Report Release: Community + Land + Trust: Tools for Development without Displacement

clt

Cities across the United States are facing the aftermath of failed development that inevitably leads to islands of wealth for a few, paired with rising housing costs and displacement for far too many. Failed development reinforces structural racism in housing and leaves in its wake tens of thousands of empty homes that sit side by side with homeless people in rust belt cities like Baltimore. 

These human rights failures, however, present opportunities in disguise. We have the opportunity to create neighborhood control over land and housing, change the development paradigm, and support communities in their efforts to end the market speculation, mostly from outside investors, that has upended the lives of countless families. 

Today, the Baltimore Housing Roundtable releases Community + Land + Trust: Tools for Development without Displacement, a report co-written by NESRI and The Public Justice Center. Community + Land + Trust details the history of failed development and segregated housing in Baltimore, and offers a new vision for neighborhood control through shared responsibility and shared wealth: publicly financed community land trusts to create permanently affordable housing. 

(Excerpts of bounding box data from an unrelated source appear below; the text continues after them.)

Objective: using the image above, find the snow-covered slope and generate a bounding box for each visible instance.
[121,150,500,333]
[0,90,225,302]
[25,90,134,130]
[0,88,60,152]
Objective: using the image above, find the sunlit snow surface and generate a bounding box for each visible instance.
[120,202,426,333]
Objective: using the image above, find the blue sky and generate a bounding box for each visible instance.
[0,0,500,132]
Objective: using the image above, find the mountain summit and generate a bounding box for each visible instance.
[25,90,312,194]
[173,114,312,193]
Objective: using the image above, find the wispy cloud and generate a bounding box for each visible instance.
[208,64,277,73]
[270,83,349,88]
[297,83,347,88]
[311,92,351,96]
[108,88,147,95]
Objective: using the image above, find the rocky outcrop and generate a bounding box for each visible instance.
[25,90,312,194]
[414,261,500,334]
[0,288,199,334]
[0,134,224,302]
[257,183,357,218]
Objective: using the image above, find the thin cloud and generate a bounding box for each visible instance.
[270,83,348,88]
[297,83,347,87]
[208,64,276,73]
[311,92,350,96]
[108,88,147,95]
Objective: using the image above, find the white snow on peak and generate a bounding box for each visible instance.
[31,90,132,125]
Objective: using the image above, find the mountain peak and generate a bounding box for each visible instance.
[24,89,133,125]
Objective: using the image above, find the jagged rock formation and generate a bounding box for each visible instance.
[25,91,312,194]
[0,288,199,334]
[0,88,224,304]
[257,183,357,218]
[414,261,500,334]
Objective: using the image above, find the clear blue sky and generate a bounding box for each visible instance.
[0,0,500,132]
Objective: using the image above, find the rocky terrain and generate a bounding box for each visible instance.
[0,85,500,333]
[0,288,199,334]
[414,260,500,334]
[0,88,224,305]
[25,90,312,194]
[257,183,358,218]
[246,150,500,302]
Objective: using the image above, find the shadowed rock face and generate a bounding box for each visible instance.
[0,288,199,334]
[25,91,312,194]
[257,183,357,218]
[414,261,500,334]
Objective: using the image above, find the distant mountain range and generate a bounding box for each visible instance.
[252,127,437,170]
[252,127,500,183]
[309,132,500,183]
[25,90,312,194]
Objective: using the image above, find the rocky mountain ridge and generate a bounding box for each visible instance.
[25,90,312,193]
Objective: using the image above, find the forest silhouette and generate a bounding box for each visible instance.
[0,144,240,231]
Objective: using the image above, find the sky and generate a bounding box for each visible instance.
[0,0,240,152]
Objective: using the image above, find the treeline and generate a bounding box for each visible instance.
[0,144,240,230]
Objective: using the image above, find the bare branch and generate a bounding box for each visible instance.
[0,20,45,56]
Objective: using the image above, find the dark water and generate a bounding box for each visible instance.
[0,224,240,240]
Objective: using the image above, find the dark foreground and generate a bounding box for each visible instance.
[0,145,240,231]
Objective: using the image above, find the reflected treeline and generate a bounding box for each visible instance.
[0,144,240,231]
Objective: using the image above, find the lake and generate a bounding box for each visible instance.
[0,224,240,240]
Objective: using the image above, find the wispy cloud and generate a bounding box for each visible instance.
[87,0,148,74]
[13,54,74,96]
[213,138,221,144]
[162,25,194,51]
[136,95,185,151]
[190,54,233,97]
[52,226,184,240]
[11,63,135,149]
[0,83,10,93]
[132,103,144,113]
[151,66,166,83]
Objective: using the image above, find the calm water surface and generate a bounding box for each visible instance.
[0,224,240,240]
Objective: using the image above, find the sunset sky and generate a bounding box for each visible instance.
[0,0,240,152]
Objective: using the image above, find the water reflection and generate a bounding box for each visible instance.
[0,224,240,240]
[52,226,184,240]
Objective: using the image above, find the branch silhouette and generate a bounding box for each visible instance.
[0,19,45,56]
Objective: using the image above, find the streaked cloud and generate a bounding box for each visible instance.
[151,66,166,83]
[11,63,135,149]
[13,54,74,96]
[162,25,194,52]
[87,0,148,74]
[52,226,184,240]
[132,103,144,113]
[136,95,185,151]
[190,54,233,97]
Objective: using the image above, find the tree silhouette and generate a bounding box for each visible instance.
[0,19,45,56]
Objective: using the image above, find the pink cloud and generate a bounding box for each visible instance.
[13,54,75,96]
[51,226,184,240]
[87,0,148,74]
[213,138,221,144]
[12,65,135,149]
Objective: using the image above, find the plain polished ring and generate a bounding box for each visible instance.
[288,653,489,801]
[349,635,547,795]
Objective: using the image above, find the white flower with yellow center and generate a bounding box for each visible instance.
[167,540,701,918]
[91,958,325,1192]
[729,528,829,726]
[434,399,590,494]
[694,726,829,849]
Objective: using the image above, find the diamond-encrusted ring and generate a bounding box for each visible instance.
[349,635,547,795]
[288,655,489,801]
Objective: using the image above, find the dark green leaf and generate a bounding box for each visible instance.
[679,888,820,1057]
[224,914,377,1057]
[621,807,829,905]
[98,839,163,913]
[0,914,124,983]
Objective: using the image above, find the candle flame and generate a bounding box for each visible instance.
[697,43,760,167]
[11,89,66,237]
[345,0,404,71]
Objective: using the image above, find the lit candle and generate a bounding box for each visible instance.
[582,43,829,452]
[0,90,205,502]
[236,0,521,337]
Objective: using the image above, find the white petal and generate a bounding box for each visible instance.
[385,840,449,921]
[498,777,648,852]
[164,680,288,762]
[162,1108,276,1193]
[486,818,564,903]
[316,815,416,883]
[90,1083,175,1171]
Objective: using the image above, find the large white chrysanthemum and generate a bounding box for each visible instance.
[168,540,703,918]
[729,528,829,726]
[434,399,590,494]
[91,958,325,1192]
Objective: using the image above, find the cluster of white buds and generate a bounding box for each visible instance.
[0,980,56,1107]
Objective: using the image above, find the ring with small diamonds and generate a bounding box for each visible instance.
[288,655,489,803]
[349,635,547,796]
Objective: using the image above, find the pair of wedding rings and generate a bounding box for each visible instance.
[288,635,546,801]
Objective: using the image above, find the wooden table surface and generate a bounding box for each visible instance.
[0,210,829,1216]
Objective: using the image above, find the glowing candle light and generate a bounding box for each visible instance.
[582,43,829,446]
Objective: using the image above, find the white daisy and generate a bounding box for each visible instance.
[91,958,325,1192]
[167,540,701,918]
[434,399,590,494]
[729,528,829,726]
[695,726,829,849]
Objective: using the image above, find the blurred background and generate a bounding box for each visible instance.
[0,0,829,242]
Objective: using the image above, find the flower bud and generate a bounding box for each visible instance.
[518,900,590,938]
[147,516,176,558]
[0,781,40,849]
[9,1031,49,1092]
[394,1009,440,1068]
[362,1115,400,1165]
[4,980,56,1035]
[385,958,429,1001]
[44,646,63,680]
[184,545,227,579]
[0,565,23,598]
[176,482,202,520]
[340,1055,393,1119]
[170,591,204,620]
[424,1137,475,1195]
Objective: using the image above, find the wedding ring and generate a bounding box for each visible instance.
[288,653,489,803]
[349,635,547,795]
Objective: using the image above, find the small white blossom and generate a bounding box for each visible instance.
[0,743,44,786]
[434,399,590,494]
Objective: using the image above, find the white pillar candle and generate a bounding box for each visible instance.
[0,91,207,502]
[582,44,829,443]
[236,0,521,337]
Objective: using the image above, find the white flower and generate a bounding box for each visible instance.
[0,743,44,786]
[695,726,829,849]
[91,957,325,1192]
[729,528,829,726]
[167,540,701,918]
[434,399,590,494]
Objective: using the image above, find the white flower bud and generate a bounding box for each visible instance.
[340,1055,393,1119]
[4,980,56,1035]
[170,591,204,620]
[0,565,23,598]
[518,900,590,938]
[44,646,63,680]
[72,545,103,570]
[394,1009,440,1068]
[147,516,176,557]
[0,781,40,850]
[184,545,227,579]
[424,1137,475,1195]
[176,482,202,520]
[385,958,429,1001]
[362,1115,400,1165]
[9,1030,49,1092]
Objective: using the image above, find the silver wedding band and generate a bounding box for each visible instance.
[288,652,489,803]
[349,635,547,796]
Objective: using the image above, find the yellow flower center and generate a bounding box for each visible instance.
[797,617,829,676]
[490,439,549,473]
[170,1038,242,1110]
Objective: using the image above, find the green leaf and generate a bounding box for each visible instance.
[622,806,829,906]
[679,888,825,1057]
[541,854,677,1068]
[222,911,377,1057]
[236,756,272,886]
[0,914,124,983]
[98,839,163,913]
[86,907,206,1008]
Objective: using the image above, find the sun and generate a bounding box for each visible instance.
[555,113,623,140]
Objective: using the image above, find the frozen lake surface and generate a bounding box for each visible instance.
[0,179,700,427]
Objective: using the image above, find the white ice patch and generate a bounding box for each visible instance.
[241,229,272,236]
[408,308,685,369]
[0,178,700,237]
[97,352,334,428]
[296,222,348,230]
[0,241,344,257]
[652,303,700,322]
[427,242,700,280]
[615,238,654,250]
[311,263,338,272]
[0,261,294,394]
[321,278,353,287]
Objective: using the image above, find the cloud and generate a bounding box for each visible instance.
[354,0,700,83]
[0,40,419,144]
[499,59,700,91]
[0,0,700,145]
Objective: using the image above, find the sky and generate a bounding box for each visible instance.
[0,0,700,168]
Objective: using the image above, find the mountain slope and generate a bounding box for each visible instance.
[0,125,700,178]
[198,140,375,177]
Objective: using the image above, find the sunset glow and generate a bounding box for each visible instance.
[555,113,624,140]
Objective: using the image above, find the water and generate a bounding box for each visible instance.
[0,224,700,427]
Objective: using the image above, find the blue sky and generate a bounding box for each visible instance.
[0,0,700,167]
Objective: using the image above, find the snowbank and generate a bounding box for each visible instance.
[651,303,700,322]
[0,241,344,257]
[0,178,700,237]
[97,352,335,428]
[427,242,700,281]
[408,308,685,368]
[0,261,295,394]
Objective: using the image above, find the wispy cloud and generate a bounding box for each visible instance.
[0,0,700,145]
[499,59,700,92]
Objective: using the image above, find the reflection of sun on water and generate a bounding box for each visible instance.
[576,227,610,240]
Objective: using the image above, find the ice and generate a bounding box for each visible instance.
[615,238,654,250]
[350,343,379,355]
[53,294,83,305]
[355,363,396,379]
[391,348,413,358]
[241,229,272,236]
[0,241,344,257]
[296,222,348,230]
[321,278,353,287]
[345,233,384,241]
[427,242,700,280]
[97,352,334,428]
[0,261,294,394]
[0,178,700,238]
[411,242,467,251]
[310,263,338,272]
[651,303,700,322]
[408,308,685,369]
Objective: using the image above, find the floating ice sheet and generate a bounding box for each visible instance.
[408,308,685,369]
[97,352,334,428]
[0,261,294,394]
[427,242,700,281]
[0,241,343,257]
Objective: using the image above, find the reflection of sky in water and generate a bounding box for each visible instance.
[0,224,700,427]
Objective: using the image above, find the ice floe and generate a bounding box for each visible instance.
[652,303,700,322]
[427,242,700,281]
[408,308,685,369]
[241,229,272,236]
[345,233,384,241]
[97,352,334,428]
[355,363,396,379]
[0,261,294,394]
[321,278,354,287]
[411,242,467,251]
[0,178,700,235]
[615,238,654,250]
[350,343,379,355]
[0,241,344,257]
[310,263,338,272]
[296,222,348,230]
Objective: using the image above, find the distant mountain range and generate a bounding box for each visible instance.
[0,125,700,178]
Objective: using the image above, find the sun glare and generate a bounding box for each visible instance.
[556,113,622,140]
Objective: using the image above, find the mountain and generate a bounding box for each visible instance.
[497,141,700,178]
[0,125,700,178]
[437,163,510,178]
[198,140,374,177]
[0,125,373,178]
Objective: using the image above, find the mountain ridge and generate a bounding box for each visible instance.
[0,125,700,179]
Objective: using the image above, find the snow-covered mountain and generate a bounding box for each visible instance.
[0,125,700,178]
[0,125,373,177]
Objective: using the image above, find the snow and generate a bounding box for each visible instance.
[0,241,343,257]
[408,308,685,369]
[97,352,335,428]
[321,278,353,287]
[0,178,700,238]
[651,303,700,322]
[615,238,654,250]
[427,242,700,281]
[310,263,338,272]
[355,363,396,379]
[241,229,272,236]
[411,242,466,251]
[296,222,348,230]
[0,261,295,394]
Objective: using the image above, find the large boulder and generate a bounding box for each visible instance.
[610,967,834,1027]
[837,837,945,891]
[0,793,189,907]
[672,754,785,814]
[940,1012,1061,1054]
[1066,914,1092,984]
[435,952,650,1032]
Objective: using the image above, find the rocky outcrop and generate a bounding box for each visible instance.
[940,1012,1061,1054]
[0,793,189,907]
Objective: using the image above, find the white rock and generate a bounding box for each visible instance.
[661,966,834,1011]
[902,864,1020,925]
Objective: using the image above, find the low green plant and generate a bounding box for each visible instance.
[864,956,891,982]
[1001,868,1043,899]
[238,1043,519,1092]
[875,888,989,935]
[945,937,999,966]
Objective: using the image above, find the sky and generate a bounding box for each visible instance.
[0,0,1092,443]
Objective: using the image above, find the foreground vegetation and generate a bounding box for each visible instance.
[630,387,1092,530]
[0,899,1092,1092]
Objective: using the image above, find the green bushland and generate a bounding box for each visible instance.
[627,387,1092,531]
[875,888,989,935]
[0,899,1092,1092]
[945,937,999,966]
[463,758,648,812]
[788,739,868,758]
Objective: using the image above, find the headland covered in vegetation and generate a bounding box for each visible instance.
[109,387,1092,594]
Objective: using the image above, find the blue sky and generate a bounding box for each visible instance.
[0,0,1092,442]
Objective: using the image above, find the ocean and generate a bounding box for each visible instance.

  • Tens of thousands of vacant properties and homes in Baltimore present an ideal opportunity for conversion to Community Land Trusts (CLTs), where communities own land and control its development.  
  •  CLTs can shepherd the deconstructing, greening, or transforming vacant property into community goods, green spaces and housing.
  •  Transforming vacant property also presents equally ideal employment opportunities to city residents who struggle with criminal record histories and who can be trained to do the thousands of jobs needed to transform neighborhoods.
  •  Community-driven housing and community jobs–combined into a single initiative, can increase community wealth and meet human need in marginalized neighborhoods.

The report challenges the City of Baltimore to commit $20 million annually in bonds for jobs–deconstructing, greening, and transforming vacant properties –and $20 million annually in bonds for community land trust housing. This 20/20 Vision for Fair Development is a gamechanger for the human right to housing in Baltimore and across the country.